2.3.2 operation experience despite the huge mass because of right upper abdominal tumor is more expansive growth, pseudo capsule, often have fat clearance and important organs around the surgical difficulty and risk of massive hepatic tumors is relatively small, but clinically complete resection of giant tumor of right upper quadrant is quite difficult and risky.
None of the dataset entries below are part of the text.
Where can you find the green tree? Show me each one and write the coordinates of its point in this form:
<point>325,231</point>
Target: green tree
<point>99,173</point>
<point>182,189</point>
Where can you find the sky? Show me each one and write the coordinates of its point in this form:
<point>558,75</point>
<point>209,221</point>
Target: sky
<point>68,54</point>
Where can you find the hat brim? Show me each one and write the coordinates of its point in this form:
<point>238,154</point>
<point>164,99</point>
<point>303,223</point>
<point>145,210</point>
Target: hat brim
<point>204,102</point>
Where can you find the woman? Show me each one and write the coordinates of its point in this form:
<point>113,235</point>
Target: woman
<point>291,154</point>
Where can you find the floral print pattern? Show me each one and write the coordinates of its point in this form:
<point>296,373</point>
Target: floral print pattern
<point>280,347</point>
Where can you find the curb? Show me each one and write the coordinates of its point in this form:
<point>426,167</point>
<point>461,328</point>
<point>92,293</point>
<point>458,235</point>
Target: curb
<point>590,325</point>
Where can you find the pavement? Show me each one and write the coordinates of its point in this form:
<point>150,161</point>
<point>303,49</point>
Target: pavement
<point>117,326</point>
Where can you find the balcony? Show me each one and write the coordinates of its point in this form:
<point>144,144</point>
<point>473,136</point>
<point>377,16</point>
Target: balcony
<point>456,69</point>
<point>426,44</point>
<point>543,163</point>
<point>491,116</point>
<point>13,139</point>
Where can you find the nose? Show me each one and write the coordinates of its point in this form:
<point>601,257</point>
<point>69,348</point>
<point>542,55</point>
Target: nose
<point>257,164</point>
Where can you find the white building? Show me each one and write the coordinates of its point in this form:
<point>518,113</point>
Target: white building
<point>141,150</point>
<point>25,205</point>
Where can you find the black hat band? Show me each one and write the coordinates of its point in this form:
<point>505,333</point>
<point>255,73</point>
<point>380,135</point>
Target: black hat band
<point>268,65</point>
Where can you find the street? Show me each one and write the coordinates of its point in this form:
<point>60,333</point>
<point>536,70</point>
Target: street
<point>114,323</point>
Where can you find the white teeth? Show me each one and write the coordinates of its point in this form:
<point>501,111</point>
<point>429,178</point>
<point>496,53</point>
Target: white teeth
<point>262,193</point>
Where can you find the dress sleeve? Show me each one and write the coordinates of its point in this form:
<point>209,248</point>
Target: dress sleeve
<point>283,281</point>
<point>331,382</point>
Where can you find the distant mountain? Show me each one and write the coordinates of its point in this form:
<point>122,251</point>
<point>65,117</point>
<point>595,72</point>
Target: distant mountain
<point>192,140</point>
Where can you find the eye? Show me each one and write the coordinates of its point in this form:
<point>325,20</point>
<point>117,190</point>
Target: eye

Through the treatment of the 8 patients, we have the following surgical experience: (1) must expose the surgical site to increase the safety of operation, often using the word "man" on abdominal incision, sometimes seventh or eighth additional via the right rib abdominothoracic incision, incision or partial resection of the diaphragm. (2) a huge mass of right upper quadrant often oppression of the first hepatic portal and the hepatoduodenal ligament, hepatoduodenal ligament and tumor surface often full of varicose veins, not easy to cause hemorrhage or surgery history of excessive bleeding, carefully separated at this time need to be patient, No. 0 ligation of varicose veins was separated from the table, surface treatment the first bleeding, with gauze oppression, and then use the 5-0 noninvasive vascular suture hemostasis. Try to avoid rough needle suture bleeding at the tumor surface, or cause bleeding. (3) in the operation, it is necessary to complete the resection of the tumor, so as to avoid the residual tumor and the tumor tissue. (4) to prepare for the joint organ or tissue resection before operation. This group of 8 patients were combined with resection of the stomach, part of inferior vena cava and right renal adipose capsule, 1 cases of recurrent liposarcoma second surgery patients were pancreaticoduodenectomy, transverse colon resection, showed right upper abdominal huge non hepatic tumors often invade surrounding organs and tissues, the need for combined organ resection therefore, to do preoperative bowel preparation, renal function assessment, preparation of vascular surgical instruments etc.. (5) a huge tumor resection blood loss, tumor removal at right upper abdominal retroperitoneal vascular bed open, serious hypotension, shock can be in operation, so the surgeons and anaesthetists should cooperate closely, preventing and responding to severe hypotension during operation.